WASHINGTON -- Wednesday morning, a lawyer defending in the Supreme Court what the city of New Haven, Conn., did to Frank Ricci and 17 other white firemen (including one Hispanic) was not 20 seconds into his argument when Chief Justice John Roberts interrupted to ask: Would it have been lawful if the city had decided to disregard the results of the exam to select firemen for promotion because it selected too many black and too few white candidates?
In 2003, the city gave promotion exams -- prepared by a firm specializing in employment tests, and approved, as federal law requires, by independent experts -- to 118 candidates, 27 of them black. None of the blacks did well enough to qualify for the 15 immediately available promotions. After a rabble-rousing minister with close ties to the mayor disrupted meetings and warned of dire political consequences if the city promoted persons from the list generated by the exams, the city said: No one will be promoted.
The city called this a "race-neutral" outcome because no group was disadvantaged more than any other. So, New Haven's idea of equal treatment is to equally deny promotions to those who did not earn them and those, including Ricci, who did.
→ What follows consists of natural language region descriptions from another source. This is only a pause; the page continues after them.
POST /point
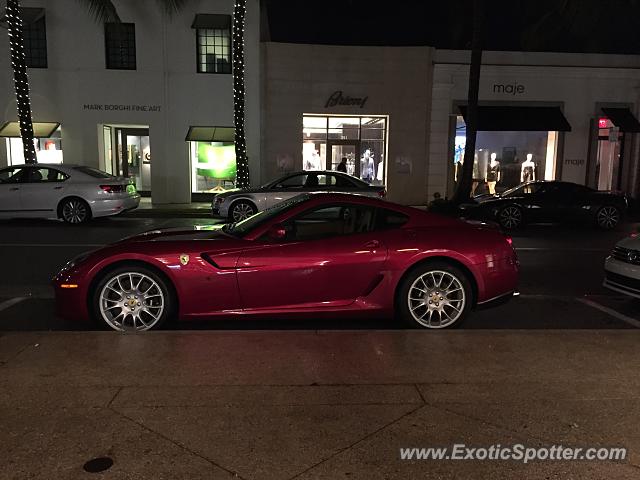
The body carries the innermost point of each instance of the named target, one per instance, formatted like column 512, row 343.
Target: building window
column 360, row 140
column 213, row 40
column 35, row 42
column 120, row 45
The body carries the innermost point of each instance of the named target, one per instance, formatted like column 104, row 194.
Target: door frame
column 355, row 143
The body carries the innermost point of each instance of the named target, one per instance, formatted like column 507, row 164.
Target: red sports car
column 316, row 254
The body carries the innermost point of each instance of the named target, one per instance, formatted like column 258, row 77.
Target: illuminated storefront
column 47, row 140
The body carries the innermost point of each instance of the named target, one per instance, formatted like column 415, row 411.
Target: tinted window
column 388, row 219
column 331, row 221
column 93, row 172
column 10, row 175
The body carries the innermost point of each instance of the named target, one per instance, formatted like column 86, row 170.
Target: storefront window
column 360, row 141
column 213, row 166
column 504, row 159
column 48, row 150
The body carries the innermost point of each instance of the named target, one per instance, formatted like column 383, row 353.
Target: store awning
column 515, row 119
column 210, row 134
column 622, row 118
column 40, row 129
column 211, row 20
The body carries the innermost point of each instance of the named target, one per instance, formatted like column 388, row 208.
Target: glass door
column 134, row 155
column 344, row 156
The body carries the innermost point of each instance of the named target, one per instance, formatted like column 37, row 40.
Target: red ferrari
column 316, row 254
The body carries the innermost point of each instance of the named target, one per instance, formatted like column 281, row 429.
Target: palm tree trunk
column 21, row 81
column 242, row 162
column 463, row 192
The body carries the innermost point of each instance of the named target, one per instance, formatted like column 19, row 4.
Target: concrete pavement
column 314, row 405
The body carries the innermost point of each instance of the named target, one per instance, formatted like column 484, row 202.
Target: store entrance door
column 609, row 159
column 134, row 157
column 339, row 149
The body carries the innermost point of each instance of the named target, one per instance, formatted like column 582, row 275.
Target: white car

Ricci may be the rock upon which America's racial spoils system finally founders. He prepared for the 2003 exams by quitting his second job, buying the more than $1,000 worth of books the city recommended, paying to have them read onto audiotapes (he is dyslexic), taking practice tests and practice interviews. His studying -- sometimes 13 hours a day -- earned him the sixth-highest score on the exam. He and others denied promotions sued, charging violations of the 1964 Civil Rights Act and the Constitution's guarantee of equal protection of the law.
In a 1971 case, however, the Supreme Court sowed confusion by holding that the 1964 act proscribes not only overt discrimination but also "practices that are fair in form, but discriminatory in operation." But what New Haven ignored is that the court, while proscribing tests that were "discriminatory" in having a "disparate impact" on certain preferred minorities, has held that a disparate impact is unlawful only if there is, and the employer refuses to adopt, an equally valid measurement of competence that would have less disparate impact, or if the measurement is not relevant to "business necessity." One of the city's flimsy excuses for disregarding its exam results was that someone from a rival exam-writing firm said that although he had not read the exam the city used, his company could write a better one.
So, to avoid defending the defensible in court, it did the indefensible. It used anxiety about a potential challenge under a statute to justify its violation of the Constitution. And it got sued.
Racial spoils systems must involve incessant mischief because they require a rhetorical fog of euphemisms and blurry categories (e.g., "race-conscious" measures that somehow do not constitute racial discrimination) to obscure stark facts, such as: If Ricci and half a dozen others who earned high scores were not white, the city would have proceeded with the promotions.
Some supporters of New Haven, perhaps recognizing intellectual bankruptcy when defending it, propose a squishy fudge: Return the case to the trial court to clarify the city's motivation. But the motivation is obvious: to profit politically from what Roberts has called the "sordid business" of "divvying us up by race."